There are three key reasons why Children’s Communities are both necessary and exciting:
One. Children’s lives and outcomes are shaped by a very wide-range of interacting factors. As babies and toddlers, they are heavily influenced by family relationships, home environment, broader social circumstances, local services, and the support available to their parents from neighbours and friends. When they get older, children spend 190 days per year at school (around seven hours per day) and 175 days in their homes and communities, suggesting there are significant limits to what teachers alone can do, and that multiple other influences are likely to be important. What’s more, children’s physical and mental health, educational achievement, confidence, self-esteem, and future employment prospects are deeply interconnected and cannot be properly understood in isolation.
In disadvantaged neighbourhoods, children can face multiple and overlapping social challenges, so that action in any one part of a child’s life risks being undermined by problems in another part.
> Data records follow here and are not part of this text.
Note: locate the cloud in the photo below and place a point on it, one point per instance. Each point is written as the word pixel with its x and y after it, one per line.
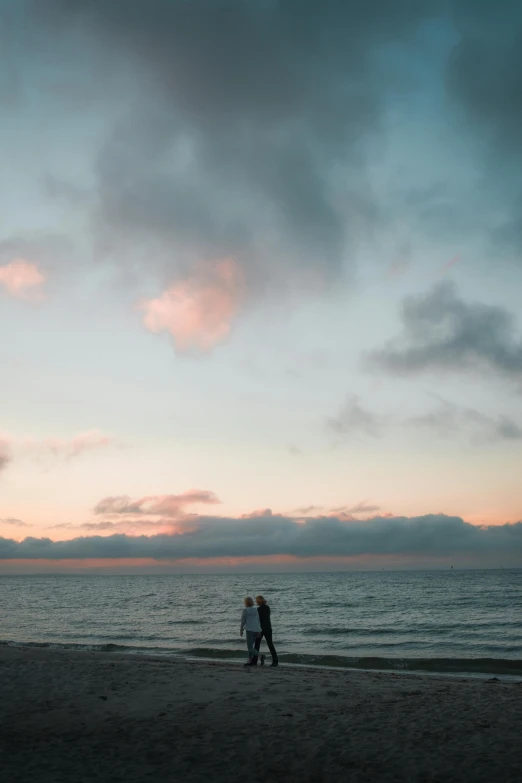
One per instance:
pixel 21 278
pixel 161 505
pixel 206 537
pixel 198 312
pixel 359 508
pixel 443 332
pixel 64 448
pixel 92 440
pixel 354 420
pixel 449 419
pixel 484 81
pixel 14 522
pixel 244 128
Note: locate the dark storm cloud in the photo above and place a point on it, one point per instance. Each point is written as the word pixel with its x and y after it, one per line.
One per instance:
pixel 484 79
pixel 449 419
pixel 208 537
pixel 247 123
pixel 444 332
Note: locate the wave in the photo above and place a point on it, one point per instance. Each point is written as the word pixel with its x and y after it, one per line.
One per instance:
pixel 462 666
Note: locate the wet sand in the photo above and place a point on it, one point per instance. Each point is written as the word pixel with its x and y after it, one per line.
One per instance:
pixel 81 717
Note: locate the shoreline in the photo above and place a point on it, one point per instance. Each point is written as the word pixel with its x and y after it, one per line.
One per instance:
pixel 478 667
pixel 82 715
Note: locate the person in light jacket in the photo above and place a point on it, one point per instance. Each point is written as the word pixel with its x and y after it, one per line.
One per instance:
pixel 251 624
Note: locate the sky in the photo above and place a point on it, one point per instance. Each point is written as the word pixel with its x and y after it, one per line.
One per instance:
pixel 260 274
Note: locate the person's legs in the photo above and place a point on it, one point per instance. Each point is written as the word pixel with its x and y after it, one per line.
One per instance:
pixel 257 644
pixel 273 653
pixel 251 639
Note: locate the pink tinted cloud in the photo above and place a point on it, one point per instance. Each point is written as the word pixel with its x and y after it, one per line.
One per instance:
pixel 21 278
pixel 198 312
pixel 156 505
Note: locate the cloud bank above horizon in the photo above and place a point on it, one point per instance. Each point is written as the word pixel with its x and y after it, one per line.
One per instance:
pixel 269 248
pixel 434 535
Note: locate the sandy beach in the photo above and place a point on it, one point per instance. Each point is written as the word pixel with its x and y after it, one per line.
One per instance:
pixel 81 717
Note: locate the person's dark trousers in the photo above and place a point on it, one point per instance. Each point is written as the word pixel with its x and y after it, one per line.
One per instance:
pixel 268 636
pixel 257 644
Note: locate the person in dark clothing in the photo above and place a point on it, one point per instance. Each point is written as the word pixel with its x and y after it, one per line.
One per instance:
pixel 263 611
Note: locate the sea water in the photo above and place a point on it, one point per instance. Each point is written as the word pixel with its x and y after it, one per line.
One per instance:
pixel 439 621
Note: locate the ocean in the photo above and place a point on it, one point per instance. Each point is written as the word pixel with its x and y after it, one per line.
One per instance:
pixel 467 622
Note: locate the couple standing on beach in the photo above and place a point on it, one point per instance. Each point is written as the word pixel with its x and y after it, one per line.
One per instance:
pixel 256 622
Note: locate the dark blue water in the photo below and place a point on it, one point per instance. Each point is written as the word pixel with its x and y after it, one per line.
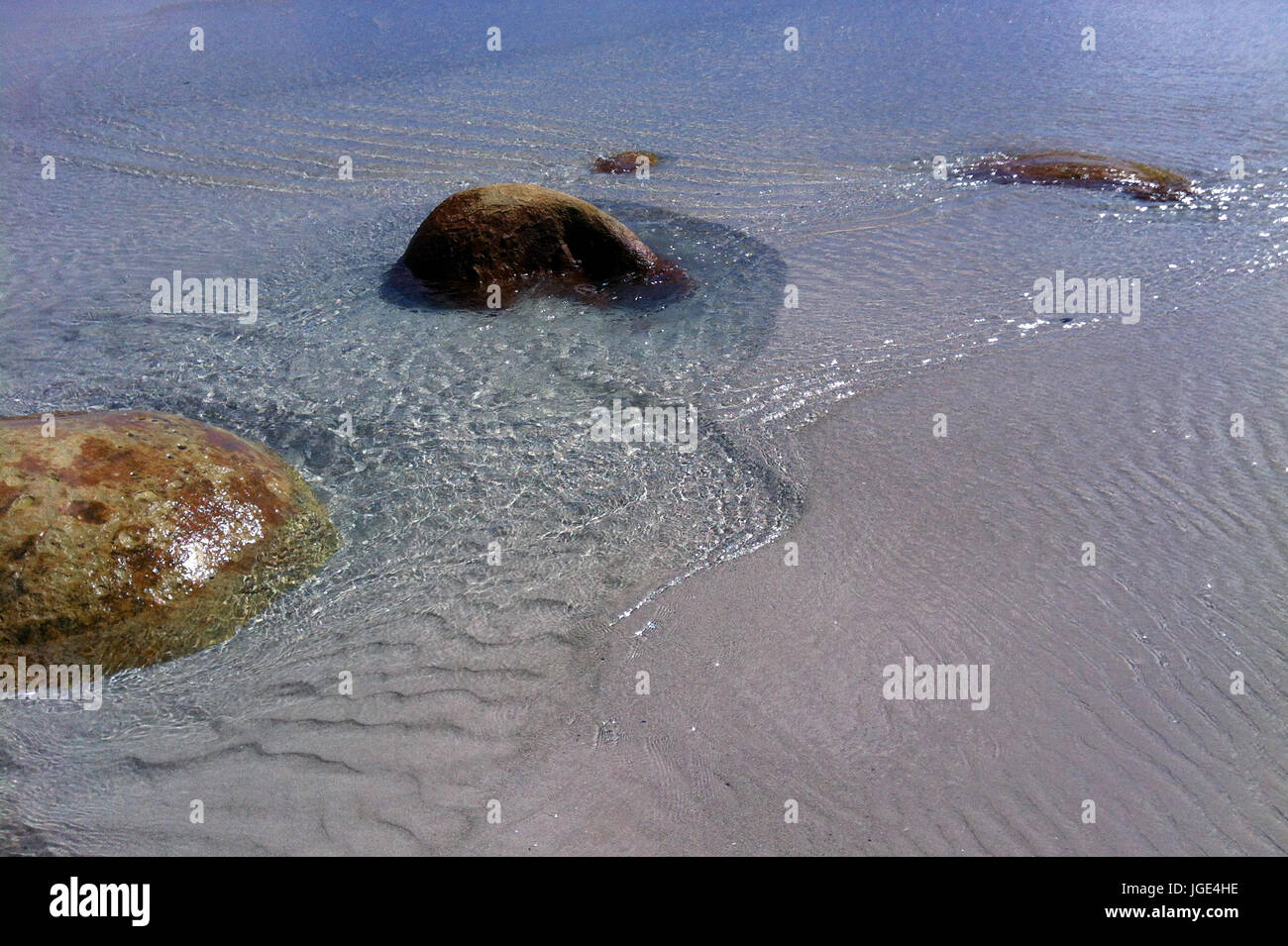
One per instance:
pixel 810 167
Conversely, in better-off areas, many children benefit from customised care and support to meet their every need, and a dizzying array of learning experiences that occur round-the-clock and 365 days a year. It is little wonder that traditional policy efforts have struggled to narrow outcomes gaps between rich and poor. For areas with complex social problems, we need a new, more integrated, and coherent approach to supporting children and families and to challenging inequalities.
Two. Different places (including places with similar levels of economic disadvantage) create different dynamics, pose different challenges, and offer different opportunities. Top-down initiatives come and go, each with a focus on particular problem areas, but rarely with much understanding of the whole picture, the distinctiveness of local characteristics, or the strength and capacity for self-support that is inherent in most neighbourhoods. There is an urgent need to reframe these deficit narratives, to address local contexts, to harness the power of local assets and networks, and to create locally-led and long-term plans for transforming children’s futures.
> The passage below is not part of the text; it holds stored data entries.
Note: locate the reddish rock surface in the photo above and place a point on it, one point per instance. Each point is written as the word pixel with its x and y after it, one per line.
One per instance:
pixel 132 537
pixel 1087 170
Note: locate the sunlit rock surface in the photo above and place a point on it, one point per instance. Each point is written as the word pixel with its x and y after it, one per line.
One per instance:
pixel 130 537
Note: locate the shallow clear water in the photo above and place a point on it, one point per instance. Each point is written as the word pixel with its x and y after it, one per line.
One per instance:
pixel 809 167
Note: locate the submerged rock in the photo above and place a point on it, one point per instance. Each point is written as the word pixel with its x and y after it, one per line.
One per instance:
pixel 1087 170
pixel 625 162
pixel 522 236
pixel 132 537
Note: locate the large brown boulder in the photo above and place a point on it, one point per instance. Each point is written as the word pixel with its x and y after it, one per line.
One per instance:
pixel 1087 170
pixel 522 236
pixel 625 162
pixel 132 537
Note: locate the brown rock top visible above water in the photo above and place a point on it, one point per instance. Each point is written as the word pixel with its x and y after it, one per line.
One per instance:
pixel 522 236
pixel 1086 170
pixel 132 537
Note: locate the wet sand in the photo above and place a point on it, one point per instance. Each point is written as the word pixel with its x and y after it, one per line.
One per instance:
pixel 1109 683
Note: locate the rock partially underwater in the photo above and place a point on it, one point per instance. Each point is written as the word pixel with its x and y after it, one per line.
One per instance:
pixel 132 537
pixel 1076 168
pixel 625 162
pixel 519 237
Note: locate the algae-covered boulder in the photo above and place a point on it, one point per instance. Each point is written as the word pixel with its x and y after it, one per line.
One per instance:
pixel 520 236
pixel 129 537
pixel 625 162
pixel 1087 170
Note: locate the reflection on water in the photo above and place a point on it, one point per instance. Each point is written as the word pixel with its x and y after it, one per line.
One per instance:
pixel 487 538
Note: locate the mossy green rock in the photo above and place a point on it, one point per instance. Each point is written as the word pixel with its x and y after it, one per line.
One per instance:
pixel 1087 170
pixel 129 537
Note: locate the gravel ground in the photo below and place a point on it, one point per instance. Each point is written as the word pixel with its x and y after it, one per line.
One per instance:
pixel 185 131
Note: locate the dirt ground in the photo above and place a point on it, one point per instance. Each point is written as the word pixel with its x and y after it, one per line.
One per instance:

Three. Now more than ever, there is a need to get the maximum value from every pound invested in local neighbourhoods so that children get what they need. Big injections of additional funds to help overcome entrenched social problems are not on the horizon. Subsequently, we need to cut-out duplication and sharpen each area’s collective offer to the next generation. It’s time to cut through the bureaucracy and align our efforts at a local level.
A Children’s Community is:
A NEIGHBOURHOOD: Children’s Communities are located in disadvantaged places with a history of partnership working for children and a collective commitment to take this to the next level.
A SHARED VISION: Local services develop and implement a coordinated plan for helping children thrive, based on a shared vision for children and a shared analysis of children’s needs.
INTEGRATED AND HOLISTIC: Children’s Communities support children in the round and across the different stages of childhood, helping them to transition between family, school and community.
GENERATIONAL: Children’s Communities work over the long-term. They tackle presenting symptoms and underlying causes simultaneously.
POWERED BY LOCAL VOICES: Children’s Communities are locally led. They identify their strengths, harness the power of local networks and relationships, and support people to find their own solutions.
NATIONALLY EVALUATED: The Children’s Community project is underpinned by a body of research and evidence, and is being nationally evaluated by Sheffield Hallam University.
The Children’s Community Network
The Children’s Community Network supports the development of Children’s Community sites. The Network holds regular Governance Days and Learning Exchanges, to oversee the national initiative and to make sure the sites can learn from one another and the best national and international evidence and practice.